The thing is, so much of what I love about Outer Wilds is in the joy of discovery, and how it understands that better than just about any of game I’ve ever played. It tells a complex, nuanced story that can pieced together in whatever order the player finds it, and while it gives you tools to help draw through lines to help connect everything, it leaves it up to you to think critically about the world around you. And no, Outer Wilds is not a “narrative” game in the traditional sense. This story, while intricately layered and deeply moving, is told primary through translated writing left behind and connects directly to the gameplay. Nothing ever unlocks or upgrades, and there is no combat to speak of, but the knowledge you as the player gain by exploring allows you to solve environmental puzzles and explore areas you didn’t even know existed.
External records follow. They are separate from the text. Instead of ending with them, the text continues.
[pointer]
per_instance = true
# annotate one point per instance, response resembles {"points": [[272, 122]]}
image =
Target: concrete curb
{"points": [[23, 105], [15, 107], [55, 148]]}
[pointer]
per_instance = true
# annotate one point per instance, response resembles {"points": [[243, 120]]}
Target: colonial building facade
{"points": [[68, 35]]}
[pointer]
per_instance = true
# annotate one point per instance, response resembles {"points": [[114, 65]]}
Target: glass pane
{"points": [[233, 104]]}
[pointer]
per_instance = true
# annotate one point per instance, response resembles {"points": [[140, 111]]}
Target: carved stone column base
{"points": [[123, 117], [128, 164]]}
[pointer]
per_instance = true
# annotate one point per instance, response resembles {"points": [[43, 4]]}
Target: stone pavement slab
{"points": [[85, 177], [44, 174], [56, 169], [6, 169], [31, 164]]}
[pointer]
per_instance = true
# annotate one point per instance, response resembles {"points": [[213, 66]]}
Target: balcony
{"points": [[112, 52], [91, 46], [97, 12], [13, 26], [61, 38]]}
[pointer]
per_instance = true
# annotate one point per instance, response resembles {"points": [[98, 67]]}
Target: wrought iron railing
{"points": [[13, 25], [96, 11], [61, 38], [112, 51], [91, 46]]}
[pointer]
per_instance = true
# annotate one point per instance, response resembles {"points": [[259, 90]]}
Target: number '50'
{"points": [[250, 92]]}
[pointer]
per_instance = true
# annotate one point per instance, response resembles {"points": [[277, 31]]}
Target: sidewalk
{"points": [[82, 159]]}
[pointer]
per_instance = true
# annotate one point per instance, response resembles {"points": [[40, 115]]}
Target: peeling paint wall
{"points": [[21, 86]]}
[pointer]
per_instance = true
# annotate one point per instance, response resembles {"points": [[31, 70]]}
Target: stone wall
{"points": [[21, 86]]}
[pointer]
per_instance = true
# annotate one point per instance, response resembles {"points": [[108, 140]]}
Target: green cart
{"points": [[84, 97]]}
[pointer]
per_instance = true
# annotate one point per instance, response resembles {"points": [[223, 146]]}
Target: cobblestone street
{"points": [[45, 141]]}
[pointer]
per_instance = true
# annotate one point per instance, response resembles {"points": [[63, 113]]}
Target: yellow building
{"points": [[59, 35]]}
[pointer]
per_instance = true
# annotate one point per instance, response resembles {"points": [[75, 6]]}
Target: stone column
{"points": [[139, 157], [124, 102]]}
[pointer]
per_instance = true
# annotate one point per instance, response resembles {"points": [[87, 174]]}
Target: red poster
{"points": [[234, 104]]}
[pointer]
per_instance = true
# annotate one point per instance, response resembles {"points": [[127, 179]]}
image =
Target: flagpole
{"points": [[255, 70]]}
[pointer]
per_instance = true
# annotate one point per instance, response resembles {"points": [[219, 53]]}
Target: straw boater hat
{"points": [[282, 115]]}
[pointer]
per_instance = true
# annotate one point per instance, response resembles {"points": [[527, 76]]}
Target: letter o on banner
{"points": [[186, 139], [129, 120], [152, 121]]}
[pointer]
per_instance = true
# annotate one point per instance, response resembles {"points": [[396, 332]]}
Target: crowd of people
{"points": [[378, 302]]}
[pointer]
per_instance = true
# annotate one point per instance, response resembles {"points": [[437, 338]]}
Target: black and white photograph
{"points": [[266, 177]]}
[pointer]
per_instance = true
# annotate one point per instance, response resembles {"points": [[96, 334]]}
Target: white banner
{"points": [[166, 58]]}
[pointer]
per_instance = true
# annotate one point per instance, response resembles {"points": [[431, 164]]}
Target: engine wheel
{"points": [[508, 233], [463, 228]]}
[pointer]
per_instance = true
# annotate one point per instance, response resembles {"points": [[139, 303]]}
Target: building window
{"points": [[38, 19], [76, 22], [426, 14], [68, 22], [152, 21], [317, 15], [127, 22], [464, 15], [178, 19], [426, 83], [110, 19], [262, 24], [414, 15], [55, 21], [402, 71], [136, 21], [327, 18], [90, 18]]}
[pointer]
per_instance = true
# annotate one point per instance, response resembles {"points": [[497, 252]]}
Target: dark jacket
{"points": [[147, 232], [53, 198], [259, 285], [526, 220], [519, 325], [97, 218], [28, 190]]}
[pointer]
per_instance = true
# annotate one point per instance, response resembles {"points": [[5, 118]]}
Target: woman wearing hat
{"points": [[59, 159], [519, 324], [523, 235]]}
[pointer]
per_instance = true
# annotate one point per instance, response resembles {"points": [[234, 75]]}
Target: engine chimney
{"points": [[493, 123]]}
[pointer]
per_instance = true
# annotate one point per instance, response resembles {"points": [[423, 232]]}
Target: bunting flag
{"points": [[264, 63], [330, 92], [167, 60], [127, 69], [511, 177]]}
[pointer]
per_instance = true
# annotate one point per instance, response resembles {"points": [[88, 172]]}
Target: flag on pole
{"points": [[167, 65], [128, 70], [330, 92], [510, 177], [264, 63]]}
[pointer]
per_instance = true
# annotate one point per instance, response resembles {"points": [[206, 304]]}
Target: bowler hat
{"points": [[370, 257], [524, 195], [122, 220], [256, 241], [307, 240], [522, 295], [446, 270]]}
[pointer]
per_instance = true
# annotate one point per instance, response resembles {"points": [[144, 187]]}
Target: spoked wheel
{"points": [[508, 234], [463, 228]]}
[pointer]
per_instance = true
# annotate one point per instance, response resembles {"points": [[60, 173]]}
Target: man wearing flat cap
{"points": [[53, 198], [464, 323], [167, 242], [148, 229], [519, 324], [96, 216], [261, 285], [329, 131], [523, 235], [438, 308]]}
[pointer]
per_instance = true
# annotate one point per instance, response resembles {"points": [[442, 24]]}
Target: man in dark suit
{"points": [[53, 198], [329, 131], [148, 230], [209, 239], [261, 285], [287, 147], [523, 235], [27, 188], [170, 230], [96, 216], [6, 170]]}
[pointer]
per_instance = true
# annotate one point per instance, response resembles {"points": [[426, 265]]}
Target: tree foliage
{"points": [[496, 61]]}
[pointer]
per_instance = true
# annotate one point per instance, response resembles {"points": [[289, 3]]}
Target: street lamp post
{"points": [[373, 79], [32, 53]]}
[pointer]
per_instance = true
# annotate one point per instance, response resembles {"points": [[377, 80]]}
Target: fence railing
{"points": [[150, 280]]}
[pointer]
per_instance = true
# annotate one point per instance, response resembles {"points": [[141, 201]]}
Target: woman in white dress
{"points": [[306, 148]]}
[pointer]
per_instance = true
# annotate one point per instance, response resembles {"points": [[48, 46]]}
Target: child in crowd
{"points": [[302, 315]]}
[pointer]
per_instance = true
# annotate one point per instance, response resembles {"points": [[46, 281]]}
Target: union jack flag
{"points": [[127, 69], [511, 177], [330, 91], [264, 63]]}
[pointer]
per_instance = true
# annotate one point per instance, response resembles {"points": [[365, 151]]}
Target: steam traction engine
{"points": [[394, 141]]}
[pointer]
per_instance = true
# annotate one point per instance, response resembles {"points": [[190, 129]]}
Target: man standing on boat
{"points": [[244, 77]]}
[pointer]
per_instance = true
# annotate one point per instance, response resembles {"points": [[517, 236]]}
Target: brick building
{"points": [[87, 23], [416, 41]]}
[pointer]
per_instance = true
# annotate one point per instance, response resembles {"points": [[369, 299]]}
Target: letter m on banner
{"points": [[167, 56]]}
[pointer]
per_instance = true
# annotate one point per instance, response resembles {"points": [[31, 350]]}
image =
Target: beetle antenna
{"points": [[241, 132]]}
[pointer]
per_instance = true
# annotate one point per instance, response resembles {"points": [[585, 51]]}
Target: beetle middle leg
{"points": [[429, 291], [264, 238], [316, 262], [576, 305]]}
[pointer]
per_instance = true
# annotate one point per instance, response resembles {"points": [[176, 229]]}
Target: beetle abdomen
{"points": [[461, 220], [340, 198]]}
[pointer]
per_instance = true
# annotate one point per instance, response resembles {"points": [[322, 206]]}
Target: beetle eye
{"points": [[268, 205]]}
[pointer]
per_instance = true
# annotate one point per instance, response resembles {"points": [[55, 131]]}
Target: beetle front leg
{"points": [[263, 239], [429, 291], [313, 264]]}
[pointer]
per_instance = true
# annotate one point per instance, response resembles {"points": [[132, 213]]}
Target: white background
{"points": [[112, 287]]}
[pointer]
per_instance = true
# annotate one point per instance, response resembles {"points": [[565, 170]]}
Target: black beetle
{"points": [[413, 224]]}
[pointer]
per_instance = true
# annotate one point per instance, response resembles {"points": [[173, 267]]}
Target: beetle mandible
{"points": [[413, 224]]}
Essentially, this is a game about exploring to collect information, and using that information to find more information, and so on, until you have enough information to fit together a beautifully written narrative wrapped inside the most satisfying logic puzzle imaginable.

To put in it perspective, Outer Wilds is not just an easy choice for my favorite game of the year. It’s also my favorite game of the decade, and even after just 6 months away from it, and I’m comfortable in calling it my favorite game of all-time. It’s not just that it’s that good, but that I don’t know if I’ve ever played a game that was more perfectly aligned with the way my brain operates. And I’m not sure I’ve ever played a better example of what I love about video games, both as a form of entertainment and as a medium for art. It contains some of the greatest moments I’ve experienced in a video game, and sticks the landing in a profound way that I desperately want to discuss, but can’t. Play this game. Please. I can’t guarantee that you will love it as much as I did, but I can assure it’s unlike anything you’ve ever played.